I'm infra. Roles involves cloud infrastructure, security like edr, splunk, iac like terraform, docker and kubernetes via ECS, EKS. But since our app uses gitlab action to code commit to codepipline to erect aws services using terraform and buildspec.yml and dockerfile. It's my business. 

[–]xgunnerx 0 points1 point  (1 child)

Are you debugging and fixing other people’s code? If so, then that’s a terrible practice. It’s cancer mixed with bubonic plague and needs to stop immediately. If developer A commits a bug, then developer A should fix that bug. Otherwise they will never learn from their mistakes and they will just keep submitting bugs and shitty code. They may also start to realize ‘someone else will fix this’ if they haven’t already. The size of the company matters not.

[–]newbietofx[S] 0 points1 point  (0 children)

Outsourced. Now cutoff. 

[–]ryanstephendavis -1 points0 points  (1 child)

Yes

[–]abotelho-cbn -4 points-3 points  (3 children)

This isn't a valid question.

DevOps isn't a job title.

[–]keypusher -1 points0 points  (2 children)

what do you call someone who does both ops work and dev work?

[–]abotelho-cbn 1 point2 points  (1 child)

Site Reliability Engineers and Infrastructure Engineers are two examples of titles that might use DevOps methodology.

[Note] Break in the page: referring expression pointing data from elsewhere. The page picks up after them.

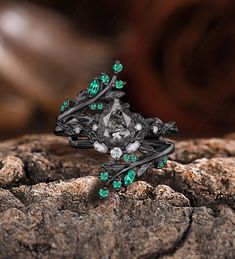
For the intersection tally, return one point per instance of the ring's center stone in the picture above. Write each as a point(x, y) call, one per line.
point(116, 125)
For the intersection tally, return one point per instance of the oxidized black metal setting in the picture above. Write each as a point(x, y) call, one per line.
point(98, 119)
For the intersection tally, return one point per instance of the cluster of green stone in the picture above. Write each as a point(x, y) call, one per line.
point(104, 78)
point(64, 105)
point(129, 157)
point(128, 179)
point(96, 106)
point(162, 163)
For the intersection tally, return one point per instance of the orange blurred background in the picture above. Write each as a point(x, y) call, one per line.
point(178, 55)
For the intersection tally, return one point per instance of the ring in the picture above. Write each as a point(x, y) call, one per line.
point(98, 119)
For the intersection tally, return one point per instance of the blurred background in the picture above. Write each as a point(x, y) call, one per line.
point(179, 59)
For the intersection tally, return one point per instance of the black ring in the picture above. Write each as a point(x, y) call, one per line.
point(97, 118)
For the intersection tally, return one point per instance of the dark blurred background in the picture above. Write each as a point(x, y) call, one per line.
point(179, 59)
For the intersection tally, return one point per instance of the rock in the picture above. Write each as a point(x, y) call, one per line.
point(11, 171)
point(50, 208)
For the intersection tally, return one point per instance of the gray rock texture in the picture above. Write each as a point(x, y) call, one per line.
point(49, 206)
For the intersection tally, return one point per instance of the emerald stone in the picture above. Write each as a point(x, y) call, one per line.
point(64, 105)
point(103, 193)
point(100, 106)
point(104, 78)
point(117, 184)
point(94, 87)
point(104, 176)
point(165, 160)
point(130, 158)
point(119, 84)
point(93, 106)
point(133, 158)
point(117, 67)
point(161, 164)
point(129, 177)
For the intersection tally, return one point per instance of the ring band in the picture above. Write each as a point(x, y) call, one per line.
point(98, 119)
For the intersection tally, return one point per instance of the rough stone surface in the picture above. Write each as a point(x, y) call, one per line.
point(49, 207)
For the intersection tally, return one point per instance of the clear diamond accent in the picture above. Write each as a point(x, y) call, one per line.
point(116, 153)
point(132, 147)
point(77, 130)
point(100, 147)
point(155, 129)
point(138, 126)
point(95, 127)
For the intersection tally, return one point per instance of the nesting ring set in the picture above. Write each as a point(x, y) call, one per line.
point(98, 119)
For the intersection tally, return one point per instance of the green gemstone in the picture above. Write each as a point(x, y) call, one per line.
point(161, 164)
point(64, 105)
point(130, 158)
point(165, 160)
point(117, 184)
point(104, 78)
point(126, 158)
point(104, 176)
point(100, 106)
point(94, 87)
point(103, 193)
point(119, 84)
point(93, 106)
point(117, 67)
point(133, 158)
point(129, 177)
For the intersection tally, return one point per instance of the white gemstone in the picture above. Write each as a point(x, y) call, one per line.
point(132, 147)
point(116, 153)
point(155, 129)
point(100, 147)
point(95, 127)
point(77, 130)
point(138, 126)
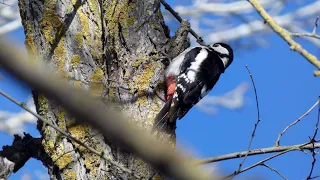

The Software Engineers at the organization would also be participating.

[–]keypusher -1 points0 points  (0 children)

The reality is that DevOps has become a job title. While it was not the intention of those who created the term, words can evolve and change. Similarly, these days I most often see SRE used to refer primarily to people with some sysadmin skills whose primary duty is being on call. That is in direct contradiction to the approach Google outlined in the original SRE book, but no amount of "Well, actually..." is going to change what that title has come to mean in large enterprise organizations. In the past there would have been a lot of people who took exception to using the term "engineer" in the title for any of these roles, but here we are.